Она вошла в дом, но прямо на пороге застыла, услышав музыку, игравшую где-то в глубине чуть громче, чем следовало.
– Мама?
Ада нашла маму в родительской спальне. Дефне, задумчиво подперев рукой подбородок, сидела на скамеечке возле окна. Ее лицо было бледным, практически прозрачным, словно обескровленным.
– Мама, ты в порядке?
– А-а-а? – Дефне резко повернулась, часто-часто моргая. Вид у нее был смущенный. – Милая, ты здесь. А который час? – Ее голос звучал неразборчиво, как-то смазано. – Значит, ты уже…
– Меня высадил водитель автобуса.
– О дорогая! Прости. Я присела буквально на секунду. Должно быть, потеряла счет времени.
Ада не могла отвести взгляда от материнских глаз – опухших, с красными кругами. Она осторожно поставила замок на пол:
– Ты что, плакала?
– Нет… Ну разве только чуть-чуть. Сегодня особенный день. Печальная годовщина. – (Ада подошла поближе.) – У меня было два дорогих друга. Юсуф и Йоргос. Они держали чудесное заведение. Ресторан. Ой, еда потрясающая! Ты чувствовал себя сытым от одних только стоявших там вкусных запахов. – Дефне повернулась к окну, солнечный свет окутал ей плечи шалью из золотых нитей.
– И что с ними случилось?
– Фьють! – Дефне щелкнула пальцами, как фокусник, показавший замысловатый фокус. – Они исчезли. – На секунду обе притихли, а затем Дефне кивнула, решившись. – Тогда на Кипре пропало очень много людей. А близкие ждали их, надеясь, что они живы и просто находятся в плену. То были ужасные годы. – Дефне мотнула головой и так крепко сжала губы, что они посинели. – Жители обеих частей острова страдали, и жителям обеих частей острова категорически не нравилось, когда кто-то громко об этом заявлял.
– Почему?
– Потому что прошлое – это темное кривое зеркало. Когда ты в него смотришься, то видишь лишь собственную боль, а для чужой просто нет места. – Заметив замешательство дочери, Дефне попыталась улыбнуться – тонкогубой улыбкой, больше похожей на шрам.
– А в их ресторане было мороженое? – Ада спросила первое, что пришло ей в голову.

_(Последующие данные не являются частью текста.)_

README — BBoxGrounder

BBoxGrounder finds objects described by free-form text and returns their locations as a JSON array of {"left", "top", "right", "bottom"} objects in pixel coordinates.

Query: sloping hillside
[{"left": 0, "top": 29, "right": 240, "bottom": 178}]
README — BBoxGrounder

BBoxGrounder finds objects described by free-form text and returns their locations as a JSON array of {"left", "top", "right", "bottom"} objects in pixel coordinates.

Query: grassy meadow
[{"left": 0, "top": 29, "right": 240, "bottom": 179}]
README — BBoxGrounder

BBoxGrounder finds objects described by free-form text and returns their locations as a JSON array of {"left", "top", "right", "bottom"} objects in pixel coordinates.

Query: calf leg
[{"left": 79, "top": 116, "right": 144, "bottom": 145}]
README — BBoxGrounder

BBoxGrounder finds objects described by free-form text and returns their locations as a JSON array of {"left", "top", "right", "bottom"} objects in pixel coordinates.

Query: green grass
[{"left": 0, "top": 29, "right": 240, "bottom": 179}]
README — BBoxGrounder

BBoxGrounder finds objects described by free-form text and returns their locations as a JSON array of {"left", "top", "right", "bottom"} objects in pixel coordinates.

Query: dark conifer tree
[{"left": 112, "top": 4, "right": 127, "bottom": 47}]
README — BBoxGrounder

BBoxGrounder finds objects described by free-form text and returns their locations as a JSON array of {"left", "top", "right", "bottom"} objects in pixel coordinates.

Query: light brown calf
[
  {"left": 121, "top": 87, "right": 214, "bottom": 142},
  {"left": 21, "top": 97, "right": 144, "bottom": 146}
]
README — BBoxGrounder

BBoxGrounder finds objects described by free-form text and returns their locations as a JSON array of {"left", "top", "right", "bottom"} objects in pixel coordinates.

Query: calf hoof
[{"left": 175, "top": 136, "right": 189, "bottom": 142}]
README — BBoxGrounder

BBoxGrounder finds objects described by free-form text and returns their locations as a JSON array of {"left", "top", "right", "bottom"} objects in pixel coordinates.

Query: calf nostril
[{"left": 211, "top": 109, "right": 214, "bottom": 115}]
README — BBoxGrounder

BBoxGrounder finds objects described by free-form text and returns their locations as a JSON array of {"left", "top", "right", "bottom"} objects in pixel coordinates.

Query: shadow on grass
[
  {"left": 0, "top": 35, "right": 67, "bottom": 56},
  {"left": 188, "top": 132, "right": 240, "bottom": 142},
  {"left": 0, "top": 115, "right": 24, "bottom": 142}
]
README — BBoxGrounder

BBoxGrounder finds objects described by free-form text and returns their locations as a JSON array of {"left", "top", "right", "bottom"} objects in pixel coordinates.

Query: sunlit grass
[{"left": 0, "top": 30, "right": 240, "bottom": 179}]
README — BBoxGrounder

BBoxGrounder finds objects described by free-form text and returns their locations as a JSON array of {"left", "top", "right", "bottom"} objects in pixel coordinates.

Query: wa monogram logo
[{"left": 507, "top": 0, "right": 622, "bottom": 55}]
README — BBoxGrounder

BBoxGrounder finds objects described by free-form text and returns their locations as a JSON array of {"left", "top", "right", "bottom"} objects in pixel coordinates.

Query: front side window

– Ой, можешь не сомневаться. У них были сказочные десерты, но моим любимым были запеченные в меду фиги с анисовым мороженым. Потрясающий букет вкусов: сладкий, острый, немного терпкий. – Дефне сделала паузу. – Я когда-нибудь рассказывала тебе о твоем дедушке? Он был шеф-поваром. Ты знала? – (Ада покачала головой.) – Он был шеф-поваром в известном отеле «Ледра палас». Каждый вечер там устраивали званые обеды. Папа обычно готовил для гостей именно этот десерт. Рецепт он получил от итальянского шеф-повара. Впрочем, я тоже знала, как готовить такой десерт, и рассказала о нем Юсуфу с Йоргосом. Он им так понравился, что они добавили десерт в свое меню. Я ужасно гордилась, хотя и боялась, что об этом узнает папа. Надо же, я переживала из-за какого-то дурацкого пудинга! В юности мы все страшно наивные. Нас волнует такая ерунда. – Дефне подмигнула, словно собираясь поделиться секретом. – Знаешь, я никогда не готовила. Когда-то я это делала. А потом перестала.
Тем временем где-то рядом зазвучала уже другая песня. Ада попыталась разобрать слова на турецком и не смогла.
– Пожалуй, пойду умою лицо. – Дефне поднялась, и ее неожиданно качнуло вперед, однако в последний момент она смогла удержаться.
И Ада услышала хруст раздавленных ногой баночек из-под йогурта.
– Боже правый! Что я натворила! – Наклонившись, Дефне подобрала расплющенные картонные трубки. – Это ведь было твоим?
Ада ничего не ответила, опасаясь разрыдаться, как только откроет рот.
– Это твоя школьная поделка? Прости, дорогая. Что это было?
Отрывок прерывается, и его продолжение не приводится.